Sur la base de données de rapports de l’ONU, Global Footprint Network croise l’empreinte écologique par personne (la quantité de surface nécessaire à un humain pour s’alimenter, se déplacer, se loger…) et la biocapacité mondiale (capacité des écosystèmes à se renouveler) par personne, permettant d’établir le Jour du dépassement. Un indice dont il serait souhaitable – pour la porte-parole de l’ONG, Laetitia Mailhes « que les États souverains se servent pour mesurer d’autres aspects de la crise écologique ».

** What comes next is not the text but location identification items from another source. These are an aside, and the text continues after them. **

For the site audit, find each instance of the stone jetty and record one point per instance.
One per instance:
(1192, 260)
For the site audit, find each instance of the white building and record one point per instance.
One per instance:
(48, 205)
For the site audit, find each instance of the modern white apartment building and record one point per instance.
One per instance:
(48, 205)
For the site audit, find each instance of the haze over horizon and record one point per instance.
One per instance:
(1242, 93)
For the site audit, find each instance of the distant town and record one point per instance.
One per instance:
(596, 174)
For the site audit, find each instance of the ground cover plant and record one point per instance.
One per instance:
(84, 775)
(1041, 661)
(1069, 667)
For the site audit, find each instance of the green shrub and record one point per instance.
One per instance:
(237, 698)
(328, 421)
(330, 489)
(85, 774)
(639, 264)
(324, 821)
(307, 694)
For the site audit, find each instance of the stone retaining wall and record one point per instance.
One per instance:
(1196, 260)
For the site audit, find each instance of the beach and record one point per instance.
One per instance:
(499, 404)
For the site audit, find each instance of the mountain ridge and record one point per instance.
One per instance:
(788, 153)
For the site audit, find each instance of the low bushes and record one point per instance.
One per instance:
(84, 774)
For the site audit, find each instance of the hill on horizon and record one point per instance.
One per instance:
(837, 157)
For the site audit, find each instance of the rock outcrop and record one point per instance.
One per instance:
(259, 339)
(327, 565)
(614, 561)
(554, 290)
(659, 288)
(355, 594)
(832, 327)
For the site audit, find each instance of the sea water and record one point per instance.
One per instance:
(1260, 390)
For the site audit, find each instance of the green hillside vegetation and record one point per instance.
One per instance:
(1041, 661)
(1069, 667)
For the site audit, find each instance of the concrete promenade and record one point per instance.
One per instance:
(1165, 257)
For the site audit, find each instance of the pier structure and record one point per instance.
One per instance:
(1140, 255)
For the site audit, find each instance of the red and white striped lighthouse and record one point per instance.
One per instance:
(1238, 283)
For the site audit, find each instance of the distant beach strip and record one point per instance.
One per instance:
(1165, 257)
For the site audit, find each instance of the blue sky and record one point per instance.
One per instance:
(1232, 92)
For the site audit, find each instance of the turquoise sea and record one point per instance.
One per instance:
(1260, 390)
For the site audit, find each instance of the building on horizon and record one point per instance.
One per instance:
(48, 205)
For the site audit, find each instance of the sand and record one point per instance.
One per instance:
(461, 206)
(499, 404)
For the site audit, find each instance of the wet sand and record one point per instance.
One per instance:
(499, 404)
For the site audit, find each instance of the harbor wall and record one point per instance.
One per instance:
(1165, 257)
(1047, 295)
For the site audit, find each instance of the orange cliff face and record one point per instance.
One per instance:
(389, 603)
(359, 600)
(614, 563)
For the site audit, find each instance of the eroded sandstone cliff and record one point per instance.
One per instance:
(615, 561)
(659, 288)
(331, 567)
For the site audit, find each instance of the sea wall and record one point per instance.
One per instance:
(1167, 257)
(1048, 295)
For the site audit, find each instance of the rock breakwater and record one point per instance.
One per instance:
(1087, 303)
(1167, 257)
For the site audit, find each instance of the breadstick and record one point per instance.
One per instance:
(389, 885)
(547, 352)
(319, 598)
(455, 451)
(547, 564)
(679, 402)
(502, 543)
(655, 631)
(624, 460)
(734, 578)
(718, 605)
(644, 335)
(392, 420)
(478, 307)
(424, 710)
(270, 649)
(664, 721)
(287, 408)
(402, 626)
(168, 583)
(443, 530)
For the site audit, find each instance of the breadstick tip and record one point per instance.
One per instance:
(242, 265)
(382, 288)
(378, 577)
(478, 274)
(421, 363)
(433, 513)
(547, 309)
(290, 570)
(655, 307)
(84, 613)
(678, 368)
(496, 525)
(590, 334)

Un avis que partage la directrice de WWF France, Véronique Andrieux, pour qui le Jour du dépassement présente une méthodologie « robuste et solide » qui va au-delà de l’empreinte carbone. « On ne parle pas uniquement de crise climatique mais aussi de crise écologique dans son ensemble et notamment de l’effondrement de la biodiversité. »
Faire prendre conscience
Pour l’heure, néanmoins, rares sont les États à recourir à cet indicateur. Seuls certains pays comme le Monténégro basent leur stratégie de développement durable sur l’empreinte écologique. Certaines municipalités ont également déjà opté pour cette méthode de calcul. C’est le cas d’une vingtaine de villes du Portugal.

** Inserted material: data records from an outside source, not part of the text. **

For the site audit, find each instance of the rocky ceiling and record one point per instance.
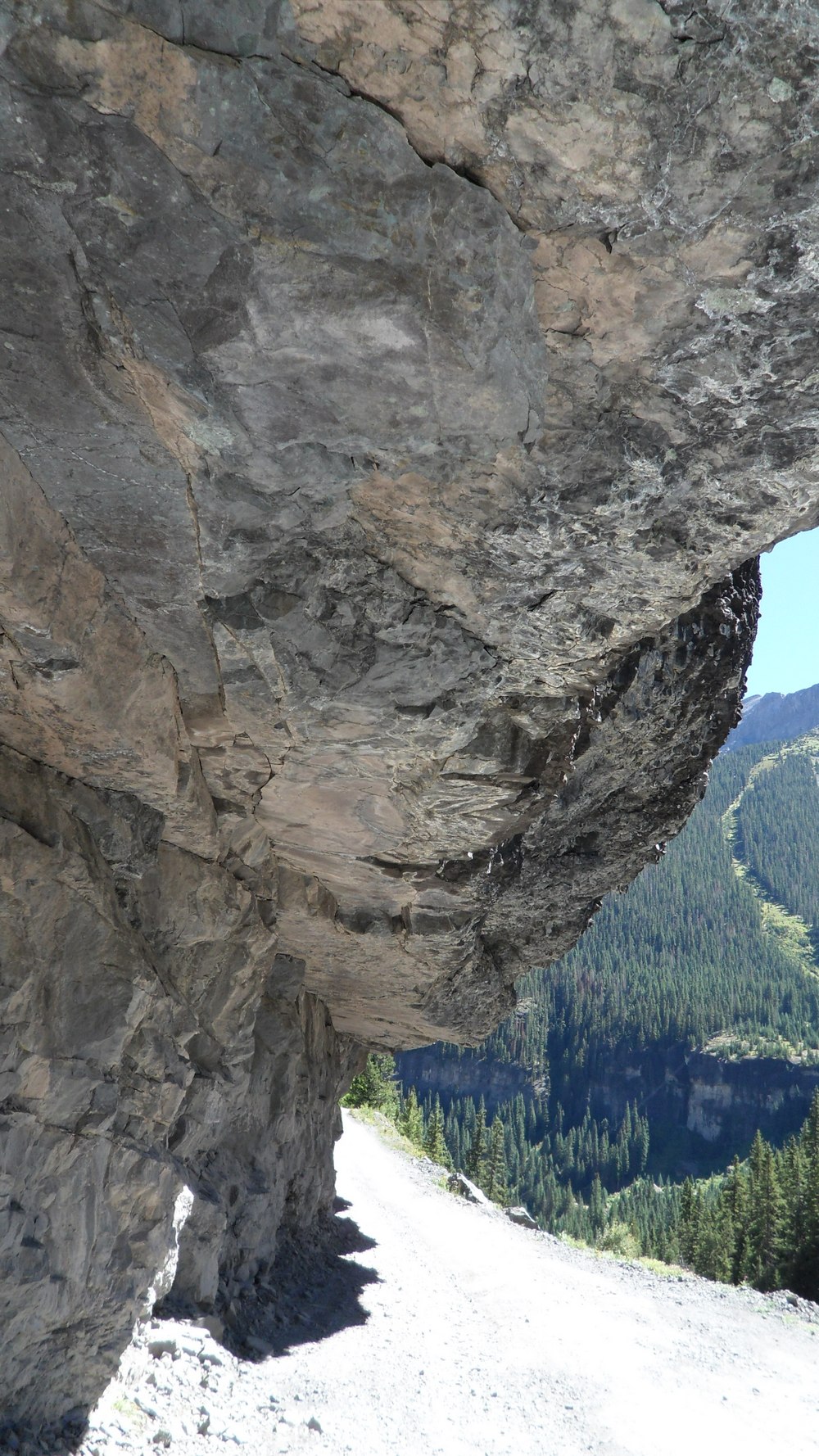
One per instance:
(394, 398)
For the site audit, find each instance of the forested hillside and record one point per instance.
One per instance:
(710, 958)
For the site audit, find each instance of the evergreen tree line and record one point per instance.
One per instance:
(761, 1226)
(684, 956)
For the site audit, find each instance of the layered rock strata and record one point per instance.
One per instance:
(389, 400)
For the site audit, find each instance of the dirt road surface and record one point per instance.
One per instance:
(459, 1334)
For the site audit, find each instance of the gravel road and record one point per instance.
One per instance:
(459, 1334)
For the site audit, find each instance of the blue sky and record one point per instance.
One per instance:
(785, 655)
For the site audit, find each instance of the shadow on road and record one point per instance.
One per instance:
(310, 1291)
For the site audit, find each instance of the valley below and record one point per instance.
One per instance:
(456, 1332)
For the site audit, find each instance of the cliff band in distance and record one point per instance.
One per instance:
(394, 400)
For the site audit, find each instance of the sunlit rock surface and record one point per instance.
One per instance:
(389, 398)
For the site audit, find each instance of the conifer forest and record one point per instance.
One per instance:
(713, 951)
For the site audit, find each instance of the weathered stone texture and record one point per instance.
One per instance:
(389, 398)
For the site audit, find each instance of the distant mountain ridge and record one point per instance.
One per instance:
(776, 717)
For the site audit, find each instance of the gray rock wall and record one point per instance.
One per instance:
(389, 398)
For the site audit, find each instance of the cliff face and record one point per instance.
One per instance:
(389, 400)
(723, 1102)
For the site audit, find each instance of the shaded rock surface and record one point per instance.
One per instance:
(389, 400)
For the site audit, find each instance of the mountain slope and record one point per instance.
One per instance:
(469, 1336)
(776, 717)
(693, 1001)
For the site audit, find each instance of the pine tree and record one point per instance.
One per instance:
(477, 1155)
(764, 1218)
(435, 1142)
(495, 1184)
(411, 1119)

Comment participer à notre niveau à œuvrer à faire reculer cette date ? En réduisant notre empreinte carbone, en utilisant moins son véhicule, en mangeant aussi moins de viande, miser davantage sur les alternatives végétales, réguler nos dépenses énergétiques, entre autres. Et puis, évidemment, c’est aux décideurs de mettre en place les politiques nécessaires allant dans ce sens.
Même si l’intérêt du recours à l’indice du Jour du dépassement au niveau de la gouvernance étatique reste à démontrer, celui-ci représente un outil qui a fait ses preuves dans la sensibilisation du grand public aux enjeux environnementaux. Le Jour du dépassement demeure extrêmement parlant qui a pour but se réveiller les consciences quant à ce qui peut paraitre abstrait. Et nous donner, qui sait, une petite idée, de vers où vont les ressources naturelles de notre si belle planète bleue. Un indice témoignant clairement de vers où on va, simplement, si nous n’agissons pas autrement rapidement.